Theoretical physicists like to play with very unconventional toys. Manoel Manghi from Toulouse University in France and his colleagues have adopted a seemingly playful approach to examining what happens to a double stranded molecule of DNA when it is stretched to the breaking point, in a study about to be published in EPJ E.
Instead of using optical tweezers to stretch DNA as previously done in experimental settings, the authors focused on using a theoretical model to account for the structural deformations of DNA and determine how its mechanical characteristics could explain certain biological processes.

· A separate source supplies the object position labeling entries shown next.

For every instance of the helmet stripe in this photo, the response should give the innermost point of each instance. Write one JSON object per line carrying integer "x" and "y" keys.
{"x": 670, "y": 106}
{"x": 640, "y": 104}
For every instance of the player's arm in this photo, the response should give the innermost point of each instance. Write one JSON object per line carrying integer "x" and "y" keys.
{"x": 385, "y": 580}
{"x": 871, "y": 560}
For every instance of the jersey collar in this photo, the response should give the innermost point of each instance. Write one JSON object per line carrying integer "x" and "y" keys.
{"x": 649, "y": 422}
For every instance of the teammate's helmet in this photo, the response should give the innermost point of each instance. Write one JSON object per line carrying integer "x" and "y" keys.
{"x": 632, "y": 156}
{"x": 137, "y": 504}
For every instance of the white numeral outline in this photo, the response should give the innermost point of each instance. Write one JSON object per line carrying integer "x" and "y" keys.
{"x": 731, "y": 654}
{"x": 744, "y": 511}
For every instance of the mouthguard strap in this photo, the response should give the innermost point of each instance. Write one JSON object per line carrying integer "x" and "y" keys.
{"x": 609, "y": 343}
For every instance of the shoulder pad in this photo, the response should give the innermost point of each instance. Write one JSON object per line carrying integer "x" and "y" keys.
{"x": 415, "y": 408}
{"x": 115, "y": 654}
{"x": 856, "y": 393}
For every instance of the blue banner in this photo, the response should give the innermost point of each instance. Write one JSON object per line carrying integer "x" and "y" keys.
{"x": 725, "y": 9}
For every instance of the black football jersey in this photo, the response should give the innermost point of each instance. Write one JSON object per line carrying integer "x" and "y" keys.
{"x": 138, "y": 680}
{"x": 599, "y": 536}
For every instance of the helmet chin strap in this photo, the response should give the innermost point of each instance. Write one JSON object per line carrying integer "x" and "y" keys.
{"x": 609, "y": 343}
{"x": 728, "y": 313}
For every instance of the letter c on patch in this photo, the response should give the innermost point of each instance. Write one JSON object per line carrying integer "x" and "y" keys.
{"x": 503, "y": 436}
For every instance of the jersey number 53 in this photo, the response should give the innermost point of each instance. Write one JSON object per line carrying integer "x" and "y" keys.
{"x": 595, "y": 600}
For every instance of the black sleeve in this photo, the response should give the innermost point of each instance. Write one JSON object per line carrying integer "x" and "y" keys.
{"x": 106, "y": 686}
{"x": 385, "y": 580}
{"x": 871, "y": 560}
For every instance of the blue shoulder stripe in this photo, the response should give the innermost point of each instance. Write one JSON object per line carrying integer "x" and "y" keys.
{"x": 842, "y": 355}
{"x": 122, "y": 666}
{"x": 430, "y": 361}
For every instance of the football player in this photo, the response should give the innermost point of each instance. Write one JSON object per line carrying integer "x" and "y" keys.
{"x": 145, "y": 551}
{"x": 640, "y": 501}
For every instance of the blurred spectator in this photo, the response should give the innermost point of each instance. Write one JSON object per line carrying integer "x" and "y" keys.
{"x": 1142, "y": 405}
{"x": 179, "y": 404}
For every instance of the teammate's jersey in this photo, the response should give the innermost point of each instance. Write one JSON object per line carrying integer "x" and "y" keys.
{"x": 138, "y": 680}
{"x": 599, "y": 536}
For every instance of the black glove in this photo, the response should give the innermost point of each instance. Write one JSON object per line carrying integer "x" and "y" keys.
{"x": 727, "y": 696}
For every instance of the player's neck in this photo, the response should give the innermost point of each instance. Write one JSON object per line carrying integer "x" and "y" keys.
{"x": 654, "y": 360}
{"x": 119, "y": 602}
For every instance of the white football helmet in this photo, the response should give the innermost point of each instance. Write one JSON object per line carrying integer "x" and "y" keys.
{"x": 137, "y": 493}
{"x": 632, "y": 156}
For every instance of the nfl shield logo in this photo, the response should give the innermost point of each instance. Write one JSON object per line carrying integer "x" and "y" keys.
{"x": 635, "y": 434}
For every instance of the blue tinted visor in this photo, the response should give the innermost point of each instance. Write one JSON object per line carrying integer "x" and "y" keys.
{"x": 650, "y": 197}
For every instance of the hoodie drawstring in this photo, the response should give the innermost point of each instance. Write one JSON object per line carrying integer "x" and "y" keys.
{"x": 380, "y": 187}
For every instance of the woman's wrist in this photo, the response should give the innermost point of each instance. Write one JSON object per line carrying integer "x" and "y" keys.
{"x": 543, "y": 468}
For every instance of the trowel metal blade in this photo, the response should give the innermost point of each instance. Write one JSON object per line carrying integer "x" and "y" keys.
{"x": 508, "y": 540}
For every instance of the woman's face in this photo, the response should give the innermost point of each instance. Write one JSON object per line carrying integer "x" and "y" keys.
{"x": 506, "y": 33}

Over fifteen years ago, scientists discovered that DNA undergoes two structural transitions when pulled from both ends. The problem is that in experimental conditions these two transitions can overlap and can therefore be difficult to observe. Instead, Manghi and colleagues relied on a standard mathematical tool referred to as a 'coupled discrete wormlike chain-Ising model' to simulate DNA stretching and match experimental observations.
Thanks to their theoretical approach, the authors confirmed that after overcoming initial resistance to stretching, at a force of around 65 piconewtons (pN) in strength, the DNA stretches to almost twice its original length while also becoming less rigid. They also confirmed the other known structural transition occurring at around 135 pN. Although the critical forces of both transitions depend on the DNA sequence, they found it is the second one that most depends on it.
Beyond 135pN, DNA strands start peeling apart into single stranded DNAs that are similar to those obtained when DNA is heated up and undergoes thermal denaturation. This model thus bridges the gap between force-induced mechanical stretching and thermal denaturation and could potentially help understand how DNA performs its biological functions such as interaction with proteins and how it is packaged, say, in viruses.